>>506461e7..
email1976
1 points
1 year ago*
Built in 1955. Designed by Gordon Bunshaft of Skidmore, Owings, and Merrill. Many more subsequent MIT buildings also designed by SOM.
Original design was to have all of the north part of the building north of 26-100 be up on stilts, like the breezeway is now. A rather California-like design what really would have been silly in New England.
But them IBM offered a free lease of a 704 computer, which would be used by a consortium of area colleges. The design of the building was changed to enclose the rest of the ground floor, which was office space for all the IBM people maintaining the vacuum-tube computer, and the MIT people providing programming support. The all-glass bump-out room on the west side of the building (room 26-152) was the computer room, and the basement under it held the heroic air-conditioning required to keep the computer from melting, and maybe some of the power supply hardware.

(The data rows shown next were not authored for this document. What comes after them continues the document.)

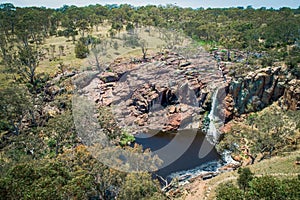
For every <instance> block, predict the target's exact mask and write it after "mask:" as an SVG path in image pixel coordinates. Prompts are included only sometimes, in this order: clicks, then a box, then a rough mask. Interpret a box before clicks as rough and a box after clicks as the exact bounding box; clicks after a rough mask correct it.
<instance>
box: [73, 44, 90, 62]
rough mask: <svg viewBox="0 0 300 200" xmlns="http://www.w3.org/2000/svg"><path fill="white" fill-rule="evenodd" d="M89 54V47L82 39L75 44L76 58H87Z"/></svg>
mask: <svg viewBox="0 0 300 200" xmlns="http://www.w3.org/2000/svg"><path fill="white" fill-rule="evenodd" d="M88 54H89V49H88V47H87V46H86V45H85V44H84V42H82V41H78V42H77V44H76V46H75V56H76V58H81V59H83V58H86V57H87V56H88Z"/></svg>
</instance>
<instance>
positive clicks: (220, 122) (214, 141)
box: [206, 88, 223, 145]
mask: <svg viewBox="0 0 300 200" xmlns="http://www.w3.org/2000/svg"><path fill="white" fill-rule="evenodd" d="M218 93H219V88H217V89H216V90H215V91H214V93H213V96H212V103H211V110H210V113H209V115H208V118H209V126H208V129H207V133H206V137H207V140H208V141H209V142H210V143H211V144H214V145H215V144H216V143H217V142H218V140H219V136H220V130H219V128H220V124H221V123H223V122H222V120H221V119H220V113H219V111H218V110H219V109H218V105H219V102H218Z"/></svg>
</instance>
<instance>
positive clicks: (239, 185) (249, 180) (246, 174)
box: [237, 168, 253, 191]
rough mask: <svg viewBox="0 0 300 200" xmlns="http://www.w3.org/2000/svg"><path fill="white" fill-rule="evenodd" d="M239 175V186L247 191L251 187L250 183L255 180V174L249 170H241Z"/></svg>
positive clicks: (243, 169)
mask: <svg viewBox="0 0 300 200" xmlns="http://www.w3.org/2000/svg"><path fill="white" fill-rule="evenodd" d="M238 174H239V177H238V179H237V182H238V185H239V187H240V189H242V190H244V191H245V190H246V189H247V188H248V187H249V182H250V181H251V180H252V179H253V173H252V172H251V171H250V169H249V168H239V170H238Z"/></svg>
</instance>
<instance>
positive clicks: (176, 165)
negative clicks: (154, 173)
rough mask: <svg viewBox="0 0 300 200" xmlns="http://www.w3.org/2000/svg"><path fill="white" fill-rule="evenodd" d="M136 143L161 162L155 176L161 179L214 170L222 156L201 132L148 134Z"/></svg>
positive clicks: (163, 132) (217, 166)
mask: <svg viewBox="0 0 300 200" xmlns="http://www.w3.org/2000/svg"><path fill="white" fill-rule="evenodd" d="M135 137H136V143H138V144H140V145H142V146H143V148H144V149H147V148H150V149H151V151H152V152H153V153H155V154H157V155H158V156H159V158H160V159H162V160H163V161H164V164H163V166H162V167H161V168H160V169H159V170H158V171H157V172H156V174H158V175H160V176H162V177H163V178H170V177H172V176H174V175H176V174H177V175H181V176H184V175H186V174H188V175H189V174H192V173H196V172H199V171H214V170H216V168H217V167H218V166H219V165H220V162H221V156H220V155H219V154H218V152H217V151H216V149H215V148H214V146H213V145H212V144H210V143H209V142H208V141H207V140H206V138H205V135H204V133H202V132H201V131H195V130H184V131H178V132H177V133H164V132H154V131H152V132H150V133H140V134H138V135H136V136H135Z"/></svg>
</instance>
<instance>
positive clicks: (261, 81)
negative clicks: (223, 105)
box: [224, 67, 300, 121]
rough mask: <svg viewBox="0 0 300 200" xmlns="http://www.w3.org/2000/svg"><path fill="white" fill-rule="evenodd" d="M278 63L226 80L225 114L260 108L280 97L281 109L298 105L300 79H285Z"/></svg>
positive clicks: (237, 112) (227, 115)
mask: <svg viewBox="0 0 300 200" xmlns="http://www.w3.org/2000/svg"><path fill="white" fill-rule="evenodd" d="M283 72H284V70H282V68H281V67H276V68H264V69H260V70H257V71H255V72H250V73H249V74H248V75H247V76H246V77H244V78H236V79H233V80H232V81H231V82H230V83H229V84H228V94H227V96H226V98H225V99H224V102H225V103H224V105H225V111H224V113H225V117H226V120H227V121H228V120H230V119H232V118H233V116H238V115H240V114H244V113H249V112H253V111H259V110H261V109H263V108H265V107H266V106H268V105H270V104H271V103H272V102H274V101H277V100H279V104H280V105H281V107H282V108H283V109H286V110H287V109H290V110H299V109H300V80H296V79H294V80H292V81H290V82H288V83H286V76H285V75H283Z"/></svg>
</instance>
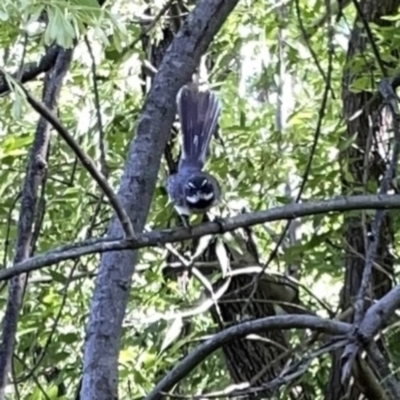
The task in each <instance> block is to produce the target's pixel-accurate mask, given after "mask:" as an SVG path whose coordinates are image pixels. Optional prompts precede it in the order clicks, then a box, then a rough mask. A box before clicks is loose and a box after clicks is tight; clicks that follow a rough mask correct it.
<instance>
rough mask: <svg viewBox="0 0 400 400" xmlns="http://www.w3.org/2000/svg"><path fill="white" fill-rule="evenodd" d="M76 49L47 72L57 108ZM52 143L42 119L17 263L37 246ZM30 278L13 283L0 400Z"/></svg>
mask: <svg viewBox="0 0 400 400" xmlns="http://www.w3.org/2000/svg"><path fill="white" fill-rule="evenodd" d="M71 58H72V50H61V49H60V50H59V53H58V56H57V60H56V62H55V65H54V68H53V69H52V70H51V71H49V72H48V73H47V76H46V80H45V85H44V89H43V100H44V102H45V103H46V104H47V106H48V107H49V108H52V109H54V108H55V107H56V103H57V100H58V96H59V92H60V89H61V85H62V81H63V79H64V76H65V74H66V72H67V71H68V68H69V66H70V63H71ZM49 142H50V125H49V124H48V123H47V121H46V120H45V119H44V118H40V119H39V122H38V125H37V129H36V134H35V139H34V142H33V145H32V150H31V153H30V157H29V161H28V166H27V171H26V176H25V182H24V186H23V190H22V198H21V208H20V214H19V215H20V217H19V220H18V233H17V243H16V248H15V256H14V263H15V264H17V263H19V262H21V261H24V260H26V259H29V256H30V253H31V247H32V245H33V232H34V228H35V226H34V225H35V214H36V211H37V207H38V200H39V196H38V192H39V187H40V186H41V185H42V184H43V180H44V177H45V169H46V166H47V165H46V158H47V152H48V147H49ZM26 282H27V275H26V274H22V275H19V276H16V277H15V278H13V279H12V281H11V282H10V283H9V295H8V300H7V306H6V312H5V315H4V320H3V331H2V338H1V345H0V399H2V400H3V399H4V398H5V389H6V386H7V380H8V374H9V372H10V368H11V360H12V354H13V350H14V346H15V341H16V333H17V325H18V314H19V311H20V308H21V305H22V299H23V294H24V290H25V285H26Z"/></svg>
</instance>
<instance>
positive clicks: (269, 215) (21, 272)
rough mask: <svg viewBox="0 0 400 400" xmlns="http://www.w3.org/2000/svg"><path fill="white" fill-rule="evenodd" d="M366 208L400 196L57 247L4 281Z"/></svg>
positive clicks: (384, 201) (225, 221)
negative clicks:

The design of the ground floor tried to maintain the "up on stilts" look, which is why the pillars are exposed, and the space between them is blue glazed brick, with windows up high.
Building 26 was also the home of the Digital Equipment PDP-1, and the (post Lincoln Labs) TX-0 (not Tixo as it says in Hackers).
Many interesting things happened on the 704 (and the solid-state replacements) like CTSS and LISP. Interesting things also happened on the PDP-1 and TX-0.
TMRC spent over 50 years in Building 20 (the plywood palace), then moved to building N52.